Ad ogni buon conto, le parti dell'unione civile ben potrebbero rendersi congiuntamente affidatarie di un minore, la cui famiglia si trovi in momentanee situazioni di difficoltà, ai sensi dell'art. 4 della l. 184/1983, che estende detta possibilità anche al singolo, ovvero a conviventi. Va qui rammentato come di recente la giurisprudenza di merito abbia disposto affidamenti familiari, sull'accordo delle parti, ratificato dal servizio sociale, ovvero iussu iudicis anche a favore di coppie conviventi del medesimo sesso, legate da significativo rapporto con il minore (per tutte Trib. min. Palermo 4 dicembre 2013, in Quot giur. 2013). Quell'affidamento, se relativo ad un minore orfano di entrambi i genitori, potrebbe trasformarsi pure in adozione in casi particolari a favore degli affidatari, in base al nuovo testo dell'art. 44 lett. a) della l. n. 184/1983, come novellato dalla l. n. 173/2015; non è quindi escluso che, proprio per legge, anche le parti dell'unione civile possano procedere ad un'adozione (sempre in casi particolari) di un minore (in questo specifico caso, privo di legame biologico con entrambe).

In conclusione

Come si è visto, la maggior parte dei diritti e dei doveri propri dei coniugi si estendono alle persone civilmente unite.

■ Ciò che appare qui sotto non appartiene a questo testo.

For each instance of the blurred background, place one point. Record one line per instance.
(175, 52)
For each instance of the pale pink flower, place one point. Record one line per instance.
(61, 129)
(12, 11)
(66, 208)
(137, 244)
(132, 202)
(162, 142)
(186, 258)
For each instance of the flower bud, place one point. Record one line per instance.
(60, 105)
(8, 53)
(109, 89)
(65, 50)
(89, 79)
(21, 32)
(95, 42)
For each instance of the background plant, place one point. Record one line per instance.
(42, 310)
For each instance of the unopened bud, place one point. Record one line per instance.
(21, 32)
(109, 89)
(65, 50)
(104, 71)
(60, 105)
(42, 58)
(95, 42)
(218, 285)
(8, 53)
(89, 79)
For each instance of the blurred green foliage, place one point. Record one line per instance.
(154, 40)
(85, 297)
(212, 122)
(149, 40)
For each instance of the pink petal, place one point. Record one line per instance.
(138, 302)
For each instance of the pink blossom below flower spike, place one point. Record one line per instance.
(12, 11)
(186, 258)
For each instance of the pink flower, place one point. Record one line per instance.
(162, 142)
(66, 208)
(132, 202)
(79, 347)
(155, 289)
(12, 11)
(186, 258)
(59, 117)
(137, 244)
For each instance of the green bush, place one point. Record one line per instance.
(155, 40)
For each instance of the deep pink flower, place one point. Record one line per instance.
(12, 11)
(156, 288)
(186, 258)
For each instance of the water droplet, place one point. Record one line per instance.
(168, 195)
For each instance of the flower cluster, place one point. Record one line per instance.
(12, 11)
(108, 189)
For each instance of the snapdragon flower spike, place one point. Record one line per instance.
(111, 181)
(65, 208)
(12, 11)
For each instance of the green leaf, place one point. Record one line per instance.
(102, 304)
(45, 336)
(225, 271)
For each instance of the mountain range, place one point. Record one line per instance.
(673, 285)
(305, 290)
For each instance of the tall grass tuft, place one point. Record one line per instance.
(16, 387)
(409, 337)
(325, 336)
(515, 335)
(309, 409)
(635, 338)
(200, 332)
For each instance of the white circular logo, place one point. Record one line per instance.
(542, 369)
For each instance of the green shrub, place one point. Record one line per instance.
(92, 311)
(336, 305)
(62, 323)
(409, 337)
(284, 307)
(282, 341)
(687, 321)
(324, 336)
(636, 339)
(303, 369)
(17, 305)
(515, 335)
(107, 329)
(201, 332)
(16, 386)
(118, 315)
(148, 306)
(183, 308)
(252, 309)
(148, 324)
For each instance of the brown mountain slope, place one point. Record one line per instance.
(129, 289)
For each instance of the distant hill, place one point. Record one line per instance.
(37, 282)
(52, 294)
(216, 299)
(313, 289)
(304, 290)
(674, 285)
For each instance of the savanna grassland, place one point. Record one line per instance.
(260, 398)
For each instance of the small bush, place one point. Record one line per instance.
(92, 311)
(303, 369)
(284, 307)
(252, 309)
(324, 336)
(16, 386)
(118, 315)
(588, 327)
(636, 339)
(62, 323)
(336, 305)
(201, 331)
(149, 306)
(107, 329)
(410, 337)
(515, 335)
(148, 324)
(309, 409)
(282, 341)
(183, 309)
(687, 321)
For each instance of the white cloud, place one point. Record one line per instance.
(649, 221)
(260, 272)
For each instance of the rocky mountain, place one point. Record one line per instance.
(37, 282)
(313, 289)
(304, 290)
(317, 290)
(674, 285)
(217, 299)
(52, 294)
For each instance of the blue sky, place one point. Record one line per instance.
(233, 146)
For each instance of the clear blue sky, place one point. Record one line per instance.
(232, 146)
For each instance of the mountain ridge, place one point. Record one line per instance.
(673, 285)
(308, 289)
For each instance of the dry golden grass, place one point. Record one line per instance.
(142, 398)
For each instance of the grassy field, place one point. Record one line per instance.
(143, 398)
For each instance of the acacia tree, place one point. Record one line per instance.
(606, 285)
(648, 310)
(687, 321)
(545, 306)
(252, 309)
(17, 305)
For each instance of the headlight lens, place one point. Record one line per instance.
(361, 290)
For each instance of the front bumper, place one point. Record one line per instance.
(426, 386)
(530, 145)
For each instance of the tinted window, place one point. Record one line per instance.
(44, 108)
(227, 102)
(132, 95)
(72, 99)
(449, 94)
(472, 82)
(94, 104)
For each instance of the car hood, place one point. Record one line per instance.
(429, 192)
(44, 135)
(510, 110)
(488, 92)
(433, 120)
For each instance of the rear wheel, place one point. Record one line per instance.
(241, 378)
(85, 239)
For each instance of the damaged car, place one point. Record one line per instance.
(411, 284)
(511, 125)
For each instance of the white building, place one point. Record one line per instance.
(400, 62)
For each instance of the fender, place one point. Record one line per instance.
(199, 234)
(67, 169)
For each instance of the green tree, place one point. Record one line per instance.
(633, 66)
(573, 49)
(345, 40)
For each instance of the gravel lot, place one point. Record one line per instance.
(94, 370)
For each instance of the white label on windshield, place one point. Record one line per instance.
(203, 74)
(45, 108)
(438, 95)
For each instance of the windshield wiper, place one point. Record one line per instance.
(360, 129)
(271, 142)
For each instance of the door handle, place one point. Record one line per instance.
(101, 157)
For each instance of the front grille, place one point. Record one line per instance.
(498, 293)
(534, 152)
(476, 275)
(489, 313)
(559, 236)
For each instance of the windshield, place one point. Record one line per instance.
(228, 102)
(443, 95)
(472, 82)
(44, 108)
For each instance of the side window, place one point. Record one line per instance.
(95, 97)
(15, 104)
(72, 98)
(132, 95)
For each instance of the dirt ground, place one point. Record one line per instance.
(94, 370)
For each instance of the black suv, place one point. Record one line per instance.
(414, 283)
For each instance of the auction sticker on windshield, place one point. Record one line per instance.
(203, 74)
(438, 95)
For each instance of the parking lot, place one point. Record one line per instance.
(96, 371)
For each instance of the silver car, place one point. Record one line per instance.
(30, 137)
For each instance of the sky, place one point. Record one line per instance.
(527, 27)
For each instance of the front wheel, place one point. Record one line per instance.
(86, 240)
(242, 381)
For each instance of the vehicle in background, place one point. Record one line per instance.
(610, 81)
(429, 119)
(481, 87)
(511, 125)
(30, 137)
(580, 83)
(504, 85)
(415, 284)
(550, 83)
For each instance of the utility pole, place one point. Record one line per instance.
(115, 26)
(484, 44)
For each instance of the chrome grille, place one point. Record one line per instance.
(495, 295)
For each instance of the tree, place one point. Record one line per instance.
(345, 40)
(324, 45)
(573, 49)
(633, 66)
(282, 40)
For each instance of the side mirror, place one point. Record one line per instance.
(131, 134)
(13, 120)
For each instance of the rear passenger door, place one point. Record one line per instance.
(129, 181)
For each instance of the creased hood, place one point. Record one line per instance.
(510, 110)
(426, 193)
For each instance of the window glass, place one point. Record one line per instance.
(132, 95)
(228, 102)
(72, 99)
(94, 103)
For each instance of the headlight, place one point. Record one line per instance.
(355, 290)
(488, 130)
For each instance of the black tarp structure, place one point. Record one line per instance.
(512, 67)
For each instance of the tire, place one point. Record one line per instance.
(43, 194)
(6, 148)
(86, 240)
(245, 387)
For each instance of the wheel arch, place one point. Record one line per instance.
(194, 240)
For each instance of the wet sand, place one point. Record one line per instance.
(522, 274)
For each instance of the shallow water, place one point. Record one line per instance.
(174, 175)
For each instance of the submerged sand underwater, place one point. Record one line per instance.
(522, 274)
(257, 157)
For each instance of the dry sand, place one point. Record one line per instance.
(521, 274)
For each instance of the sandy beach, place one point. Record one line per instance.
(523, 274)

La nuova disciplina, sotto alcuni aspetti, pare peraltro più evoluta rispetto a quella matrimoniale, per una diversa concezione dell'obbligo di fedeltà e, soprattutto, per l'eliminazione della separazione personale, quale momento prodromico allo scioglimento dell'unione. Ora che, a seguito del c.d. “divorzio breve” i tempi della separazione si sono notevolmente ridotti e che, in caso di matrimoni con elementi di internazionalità, il Regolamento UE 1259/2010 ammette, anche per coniugi italiani residenti all'estero, di optare per una legislazione che non conosce la separazione (e sono moltissime), passando direttamente al divorzio, la legge sulle unioni civili potrebbe rappresentare un valido elemento per una novella della disciplina matrimoniale, ma pure di quella dell'adozione.